Effect of the sample mounting geometry on the grain size of single-crystalline transition-metal dichalcogenide monolayers grown by chemical vapor deposition

In this presentation, it is reported that the local pressure near the surface of the substrate plays a significant role affecting the single crystal grain size of two-dimensional (2D) transition-metal dichalcogenide MX$_{\mathrm{2}}$ (M$=$Mo, W; X$=$S, Se) monolayers in addition to other regular growth parameters such as growth chamber pressure, temperature, and gas flow rates etc during the chemical vapor deposition growth.

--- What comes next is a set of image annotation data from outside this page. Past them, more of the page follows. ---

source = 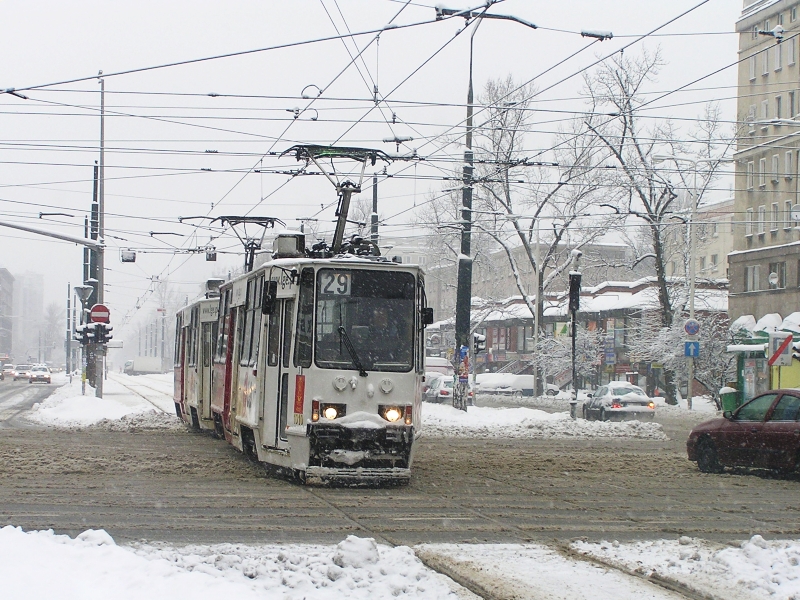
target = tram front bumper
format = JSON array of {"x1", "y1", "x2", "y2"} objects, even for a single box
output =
[{"x1": 306, "y1": 423, "x2": 414, "y2": 479}]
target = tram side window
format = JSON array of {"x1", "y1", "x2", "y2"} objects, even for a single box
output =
[
  {"x1": 281, "y1": 300, "x2": 294, "y2": 369},
  {"x1": 186, "y1": 306, "x2": 200, "y2": 367},
  {"x1": 294, "y1": 269, "x2": 314, "y2": 367},
  {"x1": 248, "y1": 275, "x2": 264, "y2": 366},
  {"x1": 238, "y1": 279, "x2": 256, "y2": 365},
  {"x1": 239, "y1": 276, "x2": 264, "y2": 366},
  {"x1": 173, "y1": 313, "x2": 183, "y2": 367},
  {"x1": 267, "y1": 304, "x2": 281, "y2": 367},
  {"x1": 214, "y1": 289, "x2": 231, "y2": 363}
]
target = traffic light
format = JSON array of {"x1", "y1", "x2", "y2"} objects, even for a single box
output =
[
  {"x1": 569, "y1": 271, "x2": 581, "y2": 312},
  {"x1": 96, "y1": 323, "x2": 114, "y2": 344},
  {"x1": 472, "y1": 333, "x2": 486, "y2": 354},
  {"x1": 72, "y1": 324, "x2": 90, "y2": 346}
]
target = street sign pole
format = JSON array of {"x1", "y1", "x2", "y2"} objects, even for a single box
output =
[{"x1": 89, "y1": 304, "x2": 111, "y2": 398}]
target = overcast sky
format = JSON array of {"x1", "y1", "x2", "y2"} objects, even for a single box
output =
[{"x1": 0, "y1": 0, "x2": 742, "y2": 342}]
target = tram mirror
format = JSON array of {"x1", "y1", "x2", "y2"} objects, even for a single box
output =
[{"x1": 261, "y1": 281, "x2": 278, "y2": 315}]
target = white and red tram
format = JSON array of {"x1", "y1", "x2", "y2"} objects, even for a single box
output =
[
  {"x1": 176, "y1": 235, "x2": 432, "y2": 482},
  {"x1": 173, "y1": 279, "x2": 222, "y2": 430}
]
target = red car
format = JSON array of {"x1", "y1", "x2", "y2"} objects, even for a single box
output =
[{"x1": 686, "y1": 389, "x2": 800, "y2": 473}]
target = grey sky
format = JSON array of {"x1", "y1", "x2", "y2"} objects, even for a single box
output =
[{"x1": 0, "y1": 0, "x2": 741, "y2": 338}]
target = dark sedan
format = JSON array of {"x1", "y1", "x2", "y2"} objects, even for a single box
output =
[{"x1": 686, "y1": 390, "x2": 800, "y2": 473}]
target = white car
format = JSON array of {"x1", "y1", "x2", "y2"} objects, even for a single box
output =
[{"x1": 583, "y1": 381, "x2": 656, "y2": 421}]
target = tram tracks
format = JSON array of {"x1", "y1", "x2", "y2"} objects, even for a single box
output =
[{"x1": 109, "y1": 374, "x2": 174, "y2": 414}]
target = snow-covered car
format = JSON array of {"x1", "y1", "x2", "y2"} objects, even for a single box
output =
[
  {"x1": 583, "y1": 381, "x2": 656, "y2": 421},
  {"x1": 28, "y1": 365, "x2": 50, "y2": 383},
  {"x1": 14, "y1": 365, "x2": 33, "y2": 381},
  {"x1": 686, "y1": 389, "x2": 800, "y2": 473}
]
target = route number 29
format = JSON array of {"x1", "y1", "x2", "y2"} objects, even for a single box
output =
[{"x1": 322, "y1": 271, "x2": 350, "y2": 296}]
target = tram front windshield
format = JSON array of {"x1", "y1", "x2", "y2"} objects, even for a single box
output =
[{"x1": 315, "y1": 269, "x2": 415, "y2": 372}]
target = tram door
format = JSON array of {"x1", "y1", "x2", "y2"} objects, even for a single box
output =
[
  {"x1": 197, "y1": 323, "x2": 215, "y2": 419},
  {"x1": 261, "y1": 298, "x2": 297, "y2": 448}
]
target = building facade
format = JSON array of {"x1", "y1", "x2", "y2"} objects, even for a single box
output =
[{"x1": 728, "y1": 0, "x2": 800, "y2": 319}]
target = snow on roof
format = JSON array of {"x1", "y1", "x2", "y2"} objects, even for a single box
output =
[
  {"x1": 753, "y1": 313, "x2": 783, "y2": 333},
  {"x1": 731, "y1": 315, "x2": 756, "y2": 333},
  {"x1": 780, "y1": 312, "x2": 800, "y2": 333}
]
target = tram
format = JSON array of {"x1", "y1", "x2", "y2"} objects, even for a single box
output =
[
  {"x1": 175, "y1": 145, "x2": 433, "y2": 483},
  {"x1": 175, "y1": 232, "x2": 433, "y2": 483},
  {"x1": 173, "y1": 279, "x2": 223, "y2": 430}
]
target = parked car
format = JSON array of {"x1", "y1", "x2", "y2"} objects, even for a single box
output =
[
  {"x1": 14, "y1": 365, "x2": 33, "y2": 381},
  {"x1": 583, "y1": 381, "x2": 656, "y2": 421},
  {"x1": 28, "y1": 365, "x2": 50, "y2": 383},
  {"x1": 686, "y1": 389, "x2": 800, "y2": 473}
]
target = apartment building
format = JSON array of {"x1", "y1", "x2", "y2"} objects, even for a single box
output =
[{"x1": 728, "y1": 0, "x2": 800, "y2": 319}]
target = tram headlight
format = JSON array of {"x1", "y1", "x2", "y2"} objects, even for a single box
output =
[
  {"x1": 319, "y1": 404, "x2": 347, "y2": 421},
  {"x1": 380, "y1": 406, "x2": 403, "y2": 423}
]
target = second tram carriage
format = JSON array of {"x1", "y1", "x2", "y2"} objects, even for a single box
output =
[{"x1": 175, "y1": 234, "x2": 432, "y2": 483}]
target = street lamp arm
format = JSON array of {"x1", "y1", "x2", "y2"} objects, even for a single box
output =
[
  {"x1": 436, "y1": 6, "x2": 536, "y2": 29},
  {"x1": 0, "y1": 221, "x2": 105, "y2": 251}
]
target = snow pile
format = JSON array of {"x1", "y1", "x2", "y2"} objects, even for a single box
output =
[
  {"x1": 26, "y1": 377, "x2": 177, "y2": 429},
  {"x1": 90, "y1": 410, "x2": 181, "y2": 431},
  {"x1": 415, "y1": 544, "x2": 681, "y2": 600},
  {"x1": 422, "y1": 403, "x2": 667, "y2": 440},
  {"x1": 0, "y1": 526, "x2": 464, "y2": 600},
  {"x1": 573, "y1": 535, "x2": 800, "y2": 600}
]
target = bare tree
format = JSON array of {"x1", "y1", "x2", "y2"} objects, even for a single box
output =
[{"x1": 585, "y1": 52, "x2": 732, "y2": 403}]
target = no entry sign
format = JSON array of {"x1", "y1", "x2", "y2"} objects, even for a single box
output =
[{"x1": 89, "y1": 304, "x2": 111, "y2": 323}]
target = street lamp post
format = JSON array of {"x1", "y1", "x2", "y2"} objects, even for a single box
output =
[
  {"x1": 436, "y1": 7, "x2": 537, "y2": 410},
  {"x1": 72, "y1": 285, "x2": 94, "y2": 395}
]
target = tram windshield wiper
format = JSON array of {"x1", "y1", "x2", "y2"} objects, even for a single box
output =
[{"x1": 338, "y1": 325, "x2": 368, "y2": 377}]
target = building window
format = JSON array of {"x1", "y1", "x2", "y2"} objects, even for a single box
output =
[
  {"x1": 769, "y1": 262, "x2": 786, "y2": 290},
  {"x1": 744, "y1": 265, "x2": 758, "y2": 292}
]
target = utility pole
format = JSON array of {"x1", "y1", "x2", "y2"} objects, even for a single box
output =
[
  {"x1": 95, "y1": 71, "x2": 106, "y2": 398},
  {"x1": 370, "y1": 174, "x2": 378, "y2": 246}
]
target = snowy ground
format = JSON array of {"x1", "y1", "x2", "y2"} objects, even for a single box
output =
[
  {"x1": 573, "y1": 535, "x2": 800, "y2": 600},
  {"x1": 14, "y1": 374, "x2": 800, "y2": 600},
  {"x1": 0, "y1": 526, "x2": 800, "y2": 600},
  {"x1": 26, "y1": 375, "x2": 181, "y2": 429},
  {"x1": 422, "y1": 403, "x2": 666, "y2": 440}
]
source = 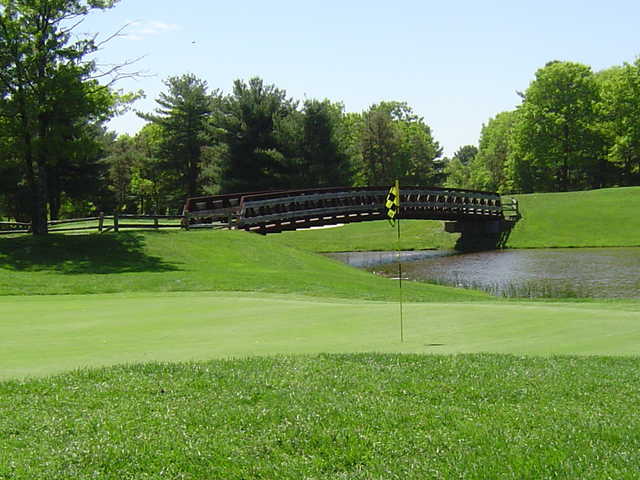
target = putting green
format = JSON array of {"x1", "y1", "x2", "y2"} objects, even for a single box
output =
[{"x1": 0, "y1": 293, "x2": 640, "y2": 379}]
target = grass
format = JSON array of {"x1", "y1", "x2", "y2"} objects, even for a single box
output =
[
  {"x1": 0, "y1": 354, "x2": 640, "y2": 480},
  {"x1": 274, "y1": 220, "x2": 458, "y2": 252},
  {"x1": 508, "y1": 187, "x2": 640, "y2": 248},
  {"x1": 0, "y1": 230, "x2": 488, "y2": 301},
  {"x1": 0, "y1": 188, "x2": 640, "y2": 480},
  {"x1": 0, "y1": 292, "x2": 640, "y2": 380}
]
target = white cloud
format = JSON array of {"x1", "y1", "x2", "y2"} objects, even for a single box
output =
[{"x1": 122, "y1": 20, "x2": 182, "y2": 40}]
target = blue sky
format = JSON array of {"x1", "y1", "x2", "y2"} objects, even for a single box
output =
[{"x1": 78, "y1": 0, "x2": 640, "y2": 155}]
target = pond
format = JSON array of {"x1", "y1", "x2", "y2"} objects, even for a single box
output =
[{"x1": 329, "y1": 248, "x2": 640, "y2": 298}]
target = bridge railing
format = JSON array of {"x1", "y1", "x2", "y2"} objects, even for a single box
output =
[{"x1": 184, "y1": 186, "x2": 503, "y2": 233}]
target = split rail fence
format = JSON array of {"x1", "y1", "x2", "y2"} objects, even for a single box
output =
[{"x1": 0, "y1": 214, "x2": 184, "y2": 235}]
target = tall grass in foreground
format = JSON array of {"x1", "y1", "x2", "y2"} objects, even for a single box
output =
[
  {"x1": 420, "y1": 275, "x2": 597, "y2": 299},
  {"x1": 0, "y1": 354, "x2": 640, "y2": 480}
]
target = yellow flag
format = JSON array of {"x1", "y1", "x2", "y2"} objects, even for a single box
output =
[{"x1": 385, "y1": 180, "x2": 400, "y2": 221}]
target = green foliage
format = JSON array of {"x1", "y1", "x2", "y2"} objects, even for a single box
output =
[
  {"x1": 445, "y1": 145, "x2": 478, "y2": 188},
  {"x1": 214, "y1": 78, "x2": 296, "y2": 192},
  {"x1": 514, "y1": 62, "x2": 600, "y2": 192},
  {"x1": 600, "y1": 59, "x2": 640, "y2": 185},
  {"x1": 0, "y1": 0, "x2": 124, "y2": 235},
  {"x1": 508, "y1": 187, "x2": 640, "y2": 248},
  {"x1": 470, "y1": 111, "x2": 518, "y2": 192},
  {"x1": 355, "y1": 102, "x2": 442, "y2": 185},
  {"x1": 139, "y1": 74, "x2": 220, "y2": 197}
]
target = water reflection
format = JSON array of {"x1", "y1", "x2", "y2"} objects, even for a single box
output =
[{"x1": 334, "y1": 248, "x2": 640, "y2": 298}]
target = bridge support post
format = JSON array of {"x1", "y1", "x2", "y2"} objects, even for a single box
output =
[{"x1": 444, "y1": 218, "x2": 516, "y2": 252}]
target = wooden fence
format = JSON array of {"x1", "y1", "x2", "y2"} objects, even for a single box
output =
[{"x1": 0, "y1": 214, "x2": 189, "y2": 235}]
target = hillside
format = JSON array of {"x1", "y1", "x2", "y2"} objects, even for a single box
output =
[
  {"x1": 0, "y1": 230, "x2": 488, "y2": 301},
  {"x1": 508, "y1": 187, "x2": 640, "y2": 248}
]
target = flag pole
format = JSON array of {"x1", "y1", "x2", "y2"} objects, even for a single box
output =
[
  {"x1": 396, "y1": 214, "x2": 404, "y2": 343},
  {"x1": 385, "y1": 180, "x2": 404, "y2": 342}
]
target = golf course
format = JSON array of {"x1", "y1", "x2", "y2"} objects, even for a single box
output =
[{"x1": 0, "y1": 187, "x2": 640, "y2": 480}]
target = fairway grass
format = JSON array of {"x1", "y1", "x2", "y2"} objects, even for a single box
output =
[
  {"x1": 0, "y1": 354, "x2": 640, "y2": 480},
  {"x1": 0, "y1": 293, "x2": 640, "y2": 379}
]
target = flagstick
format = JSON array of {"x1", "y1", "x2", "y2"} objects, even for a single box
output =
[{"x1": 396, "y1": 218, "x2": 404, "y2": 343}]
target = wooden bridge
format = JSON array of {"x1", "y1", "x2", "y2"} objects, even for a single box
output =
[{"x1": 183, "y1": 186, "x2": 520, "y2": 246}]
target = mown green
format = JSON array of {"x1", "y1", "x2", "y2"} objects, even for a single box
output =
[
  {"x1": 0, "y1": 354, "x2": 640, "y2": 480},
  {"x1": 0, "y1": 292, "x2": 640, "y2": 379}
]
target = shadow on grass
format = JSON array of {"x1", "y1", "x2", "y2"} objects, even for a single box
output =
[{"x1": 0, "y1": 232, "x2": 179, "y2": 274}]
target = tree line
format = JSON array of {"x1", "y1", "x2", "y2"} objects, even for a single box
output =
[
  {"x1": 0, "y1": 0, "x2": 640, "y2": 234},
  {"x1": 102, "y1": 74, "x2": 444, "y2": 216},
  {"x1": 447, "y1": 59, "x2": 640, "y2": 193}
]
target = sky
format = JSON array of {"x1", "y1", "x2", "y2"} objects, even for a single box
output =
[{"x1": 76, "y1": 0, "x2": 640, "y2": 156}]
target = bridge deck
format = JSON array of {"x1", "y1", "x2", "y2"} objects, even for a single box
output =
[{"x1": 184, "y1": 187, "x2": 509, "y2": 234}]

Different sample mounting geometries (such as substrate facing up, facing down, sandwiching) and vapor trapping techniques (such as vapor trapping tube) to introduce qualitatively various local pressure have been employed in the growth to systematically study this effect. The grain size, optical, and electrical properties of 2D MX$_{\mathrm{2}}$ monolayer samples grown at different local pressures are compared. It is observed that the enhanced local pressure facilitates larger single crystal grain size and higher quality of the 2D MX$_{\mathrm{2}}$ monolayers. The size of the single-crystalline MX$_{\mathrm{2}}$ monolayers achieved by this method were comparable to the literature reported largest size.